In our opinion the previous condition of the employee's health is a most material circumstance to be considered and weighed by the commission in ascertaining, so far as that may be reasonably done, whether the injury resulted solely from the disease or from the disease and the employment. It is purely a question of fact to be determined by the Industrial Commission. The test to be applied is: Did the accident come from the disease alone, or did the employment contribute to it in any material degree.
The burden of proof before the Industrial Commission was upon the applicant to establish this proposition by a preponderance of the evidence. This is the test applied 2 in the following cases: F.H. Gilcrest Lumber Co. v.Rengler, 109 Neb. 246, 190 N.W. 578, 28 A.L.R. 200; Hartz v.Hartford Faience Co., supra; Madden's Case, supra.
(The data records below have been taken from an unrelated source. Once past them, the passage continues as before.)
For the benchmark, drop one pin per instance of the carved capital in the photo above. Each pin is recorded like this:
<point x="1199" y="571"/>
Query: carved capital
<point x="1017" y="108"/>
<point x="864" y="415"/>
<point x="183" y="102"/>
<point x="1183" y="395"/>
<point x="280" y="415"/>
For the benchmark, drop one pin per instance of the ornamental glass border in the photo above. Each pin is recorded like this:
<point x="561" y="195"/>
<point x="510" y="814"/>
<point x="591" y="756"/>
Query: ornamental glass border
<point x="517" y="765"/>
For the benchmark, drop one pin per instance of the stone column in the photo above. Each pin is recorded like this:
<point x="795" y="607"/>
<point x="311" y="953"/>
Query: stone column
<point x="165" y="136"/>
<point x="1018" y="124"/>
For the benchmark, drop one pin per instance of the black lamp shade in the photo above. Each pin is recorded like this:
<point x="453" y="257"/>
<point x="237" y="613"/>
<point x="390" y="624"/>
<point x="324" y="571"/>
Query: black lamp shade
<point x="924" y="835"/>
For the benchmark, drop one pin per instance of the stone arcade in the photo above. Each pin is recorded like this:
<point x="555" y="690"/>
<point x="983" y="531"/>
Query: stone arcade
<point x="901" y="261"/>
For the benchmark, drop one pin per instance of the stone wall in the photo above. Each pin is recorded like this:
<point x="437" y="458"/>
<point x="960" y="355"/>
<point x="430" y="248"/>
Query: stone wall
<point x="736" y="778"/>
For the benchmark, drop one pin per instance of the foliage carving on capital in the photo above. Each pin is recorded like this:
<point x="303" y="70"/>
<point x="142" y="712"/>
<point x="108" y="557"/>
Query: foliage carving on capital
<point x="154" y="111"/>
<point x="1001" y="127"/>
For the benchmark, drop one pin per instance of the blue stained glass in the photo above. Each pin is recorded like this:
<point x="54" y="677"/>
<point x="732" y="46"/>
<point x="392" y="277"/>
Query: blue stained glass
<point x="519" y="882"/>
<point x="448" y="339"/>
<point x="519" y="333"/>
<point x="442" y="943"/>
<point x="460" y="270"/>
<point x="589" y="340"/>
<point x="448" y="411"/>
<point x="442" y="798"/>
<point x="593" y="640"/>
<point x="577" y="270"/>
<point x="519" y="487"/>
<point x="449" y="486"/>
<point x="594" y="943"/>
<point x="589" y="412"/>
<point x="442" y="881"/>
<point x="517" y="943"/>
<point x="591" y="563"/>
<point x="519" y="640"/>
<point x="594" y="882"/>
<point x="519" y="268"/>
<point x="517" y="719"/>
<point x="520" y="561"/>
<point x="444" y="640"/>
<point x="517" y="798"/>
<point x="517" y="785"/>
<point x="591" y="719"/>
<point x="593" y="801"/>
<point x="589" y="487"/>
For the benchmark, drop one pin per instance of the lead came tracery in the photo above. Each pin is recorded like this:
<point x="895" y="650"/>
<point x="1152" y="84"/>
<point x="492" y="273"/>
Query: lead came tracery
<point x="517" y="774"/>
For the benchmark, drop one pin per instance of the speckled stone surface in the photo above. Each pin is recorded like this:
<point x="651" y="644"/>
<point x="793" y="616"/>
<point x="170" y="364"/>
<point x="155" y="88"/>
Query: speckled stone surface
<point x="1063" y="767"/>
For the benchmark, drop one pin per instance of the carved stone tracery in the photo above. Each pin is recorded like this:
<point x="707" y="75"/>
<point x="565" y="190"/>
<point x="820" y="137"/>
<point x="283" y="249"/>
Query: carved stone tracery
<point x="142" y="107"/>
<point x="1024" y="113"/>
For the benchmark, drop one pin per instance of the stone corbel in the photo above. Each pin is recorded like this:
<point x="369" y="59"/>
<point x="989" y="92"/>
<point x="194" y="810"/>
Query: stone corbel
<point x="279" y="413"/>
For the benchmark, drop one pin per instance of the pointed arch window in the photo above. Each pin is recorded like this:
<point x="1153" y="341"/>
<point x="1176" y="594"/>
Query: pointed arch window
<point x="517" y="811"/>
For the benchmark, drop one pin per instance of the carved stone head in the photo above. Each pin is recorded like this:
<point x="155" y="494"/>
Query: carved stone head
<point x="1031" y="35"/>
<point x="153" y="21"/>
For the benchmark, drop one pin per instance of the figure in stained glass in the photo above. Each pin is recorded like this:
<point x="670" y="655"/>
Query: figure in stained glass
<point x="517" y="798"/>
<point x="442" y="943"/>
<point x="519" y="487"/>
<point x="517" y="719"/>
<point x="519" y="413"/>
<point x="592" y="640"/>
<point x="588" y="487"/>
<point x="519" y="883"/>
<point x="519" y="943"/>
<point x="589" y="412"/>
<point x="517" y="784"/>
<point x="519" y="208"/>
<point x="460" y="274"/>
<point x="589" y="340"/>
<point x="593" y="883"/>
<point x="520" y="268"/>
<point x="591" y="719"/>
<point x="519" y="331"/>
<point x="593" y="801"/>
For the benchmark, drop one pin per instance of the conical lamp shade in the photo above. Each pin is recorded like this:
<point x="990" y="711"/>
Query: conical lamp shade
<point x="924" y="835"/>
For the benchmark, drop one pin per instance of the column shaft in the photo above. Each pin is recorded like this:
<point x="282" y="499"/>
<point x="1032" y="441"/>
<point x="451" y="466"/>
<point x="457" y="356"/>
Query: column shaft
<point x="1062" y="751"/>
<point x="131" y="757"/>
In Clover, Clayton Co. v. Hughes, L.R. 1910, App. Cas. 242, where a workman suffered from an aneurism, in tightening a nut with a spanner, fell dead from a rupture of the aneurism caused by a strain arising out of the ordinary work of the deceased, Lord Loreburn said:
"In each case the arbitrator ought to consider whether in substance, as far as he can judge on such a matter, the accident came from the *Page 496 disease alone, so that whatever the man had been doing it would probably have come all the same, or whether the employment contributed to it. In other words, did he die from the disease alone, or from the disease and employment taken together, looking at it broadly? Looking at it broadly, I say, and free from overnice conjectures, was it the disease that did it, or did the work he was doing help in any material degree?"
In view of the evidence of Dr. Galligan and Dr. Kahn, a brief resume of which we have given, we think there is some competent evidence to support the findings and conclusion of the commission, and the findings are therefore conclusive 3, 4 upon this court. Adams v. Industrial Comm., 67 Utah 157,246 P. 364; Kavalinakis v. Industrial Comm., 67 Utah 174,246 P. 698.
The order of the commission denying compensation is therefore affirmed.
CHERRY, C.J., and ELIAS HANSEN and FOLLAND, JJ., concur.